The average age of the Czech Republic cabinet members is 52 years, 1 year younger than the average across OECD countries.

Figure 10. Average age of cabinet members, 2018 and 2022

 About the report 

Government at a Glance presents the most up-to-date internationally comparable data on how public administrations function and perform in OECD countries, accession countries, and other major economies. Country factsheets highlight key indicators against the OECD average. Data included in the factsheets are derived from the new Government at a Glance data portal, which allows for a more user-friendly and interactive way of comparing countries with each other and the OECD average. The factsheets do not provide a comprehensive picture of public governance performance, but rather a snapshot of key indicators in the three sections of the publication: a) trust and satisfaction with public services; b) achieving results with good governance practices and c) what resources public institutions use and how they are managed. 

 Figure notes

People who express satisfaction with public services: for the judiciary and the courts the data reflect the proportion of citizens who express having confidence in the institution. Data on satisfaction with administrative services come from the OECD 2021 Survey on the Drivers of Trust in Public Institutions. Data on satisfaction with the education and health systems and confidence in the judiciary are from the Gallup World Poll. Data for satisfaction in administrative services are not available for the Czech Republic.

Data on public finance and economics are derived from the System of National Accounts (SNA) and were extracted on 5 May 2023.

Fiscal balance as reported in SNA framework, also referred to as net lending (+) or net borrowing (-) of government, is calculated as total government revenues minus total government expenditures.

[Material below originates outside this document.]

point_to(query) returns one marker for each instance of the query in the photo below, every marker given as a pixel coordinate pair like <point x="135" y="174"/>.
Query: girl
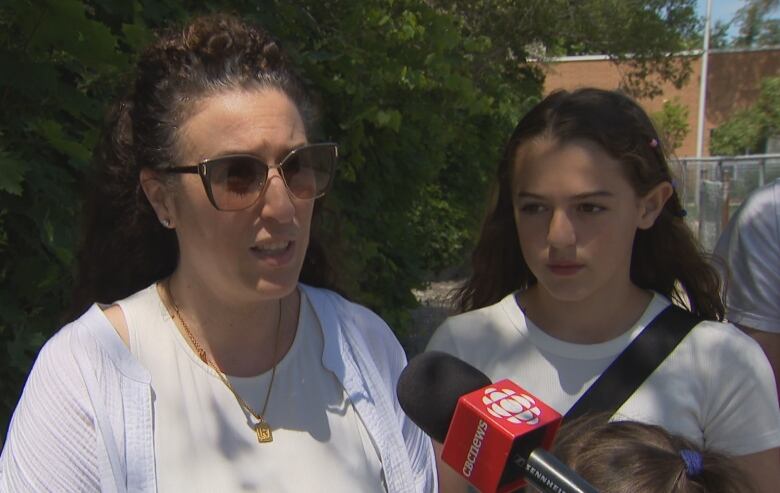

Government gross debt is reported according to the SNA definition, which differs from the definition applied under the Maastricht Treaty. It is defined as all liabilities that require payment or payments of interest or principal by the debtor to the creditor at a date or dates in the future. All debt instruments are liabilities, but some liabilities such as shares, equity and financial derivatives are not debt.

Public employment refers to employment in the general government as defined in the System of National Accounts (SNA). Data on employment in general government were extracted on 17 April 2023.

Data on employment in general government for Iceland, Japan, Korea, Mexico, Türkiye and the United States are from the International Labour Organization (ILO), ILOSTAT.

Data show women as a share of cabinet members who head ministries as of 1 January 2023 (excluding ministers without portfolios).

The data on age of cabinet members reflects the situation as of 20 December 2022.

OECD average refers to the unweighted average with the exception of public finance indicators.